PURPOSE: Current treatment strategies for heterotopic ossification (HO) include surgical extirpation. However, excision rarely alleviates the long-term sequelae of HO such as chronic pain and open wounds and these patients often suffer from recurrence. Here we describe a new model of recurrent HO which re-expresses the signaling mediators present during initial HO formation.
METHODS: Wild-type C57BL/6 mice underwent 30% TBSA burn with Achilles’ tenotomy to induce HO at the tenotomy site. After 9 weeks, mice underwent baseline microCT followed by HO excision and immediate re-imaging within 72 hours. Mice were allowed to survive an additional 9 weeks, at which time repeat imaging was performed. Immunostaining for pSMAD1/5, a known mediator of BMP signaling, was performed in a subset euthanized 3 weeks after excision.
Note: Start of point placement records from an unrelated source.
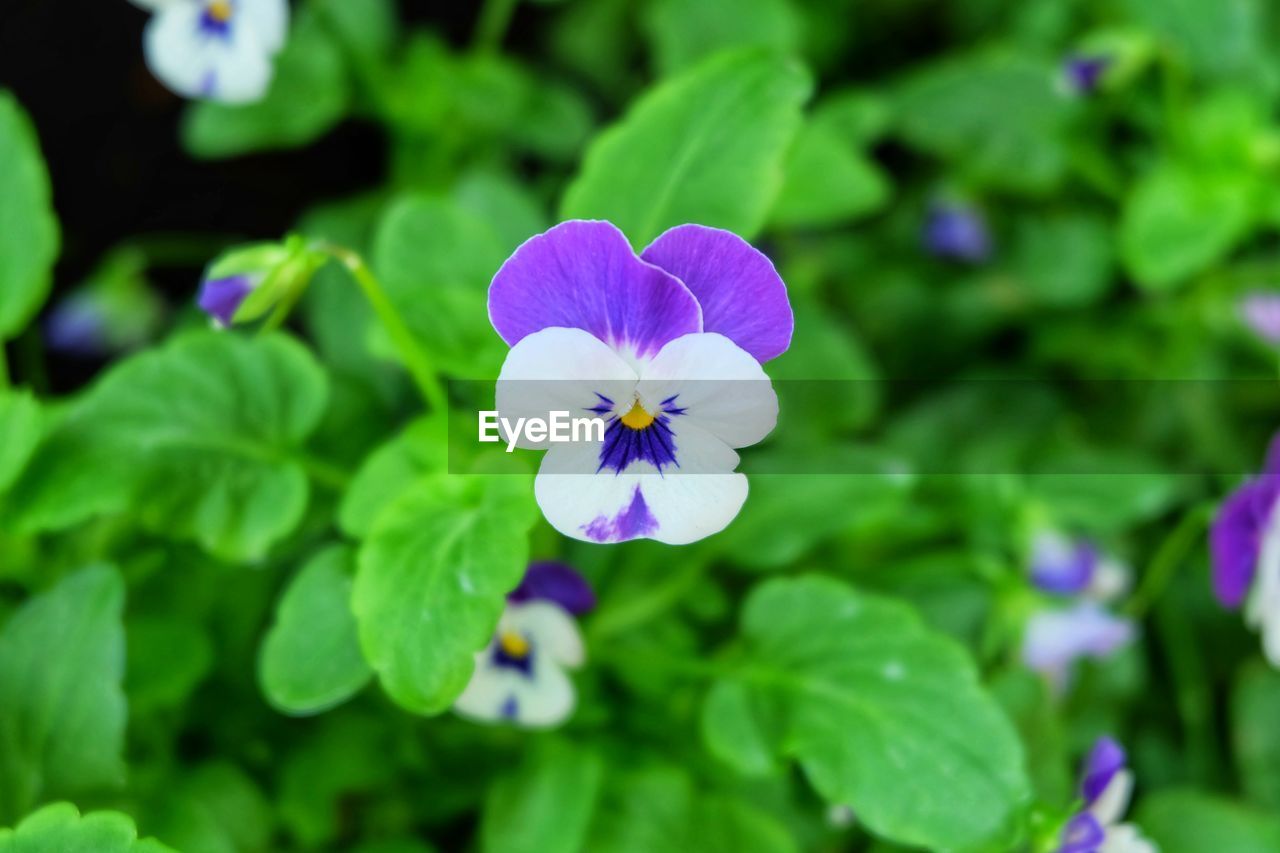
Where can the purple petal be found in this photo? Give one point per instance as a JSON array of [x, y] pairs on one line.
[[741, 295], [1084, 73], [1261, 313], [557, 583], [1082, 834], [958, 233], [1235, 537], [1102, 763], [1060, 565], [584, 276], [222, 297]]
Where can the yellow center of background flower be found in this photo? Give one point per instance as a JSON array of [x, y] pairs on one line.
[[220, 10], [638, 418], [513, 644]]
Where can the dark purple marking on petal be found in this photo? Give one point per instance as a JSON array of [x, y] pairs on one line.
[[654, 443], [1084, 73], [1063, 571], [583, 274], [554, 582], [741, 293], [958, 233], [1235, 537], [634, 520], [503, 660], [1082, 834], [222, 297], [1101, 765]]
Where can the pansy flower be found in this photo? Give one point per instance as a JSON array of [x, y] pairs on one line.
[[520, 676], [1057, 635], [1244, 544], [220, 50], [666, 349], [1106, 785]]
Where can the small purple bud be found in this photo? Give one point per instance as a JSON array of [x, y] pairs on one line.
[[76, 325], [1082, 834], [1084, 73], [222, 297], [1102, 763], [958, 233], [554, 582], [1063, 566], [1261, 313]]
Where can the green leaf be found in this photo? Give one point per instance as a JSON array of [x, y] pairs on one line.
[[311, 657], [827, 182], [389, 471], [200, 437], [658, 808], [682, 33], [1255, 735], [547, 804], [307, 96], [433, 578], [705, 146], [851, 687], [435, 261], [1191, 821], [996, 115], [1178, 222], [28, 228], [19, 433], [59, 828], [62, 707]]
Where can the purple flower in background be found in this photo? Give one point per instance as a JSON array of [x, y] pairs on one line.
[[222, 297], [1083, 73], [1056, 638], [1106, 785], [1261, 313], [1244, 546], [664, 349], [215, 49], [520, 676], [956, 232]]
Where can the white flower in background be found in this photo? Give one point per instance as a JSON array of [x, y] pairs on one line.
[[520, 676], [220, 50]]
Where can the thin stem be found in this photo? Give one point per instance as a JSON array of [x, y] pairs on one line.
[[417, 361], [492, 27], [1171, 553]]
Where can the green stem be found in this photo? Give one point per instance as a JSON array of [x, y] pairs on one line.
[[417, 361], [1171, 553], [492, 27]]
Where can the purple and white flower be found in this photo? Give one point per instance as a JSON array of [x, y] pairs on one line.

RESULTS: By microCT, we identified the presence of new ossified lesions occurring post-excision (A). Alcian blue and Immunostaining of samples 3 weeks after initial burn/tenotomy showed substantial cartilage and pSMAD 1/5 expression. However 9 weeks after initial burn/tenotomy, cartilage and pSMAD1/5 were almost eliminated. In post-excisional HO, recurrence of new cartilage and pSMAD1/5 expression was noted by 3 weeks (B).
CONCLUSION: We have designed a model of recurrent HO following surgical excision. Similar signaling mediators as during initial HO were up-regulated, including pSMAD 1/5. Patients who undergo HO excision may benefit from therapeutics which are currently being evaluated to prevent initial HO.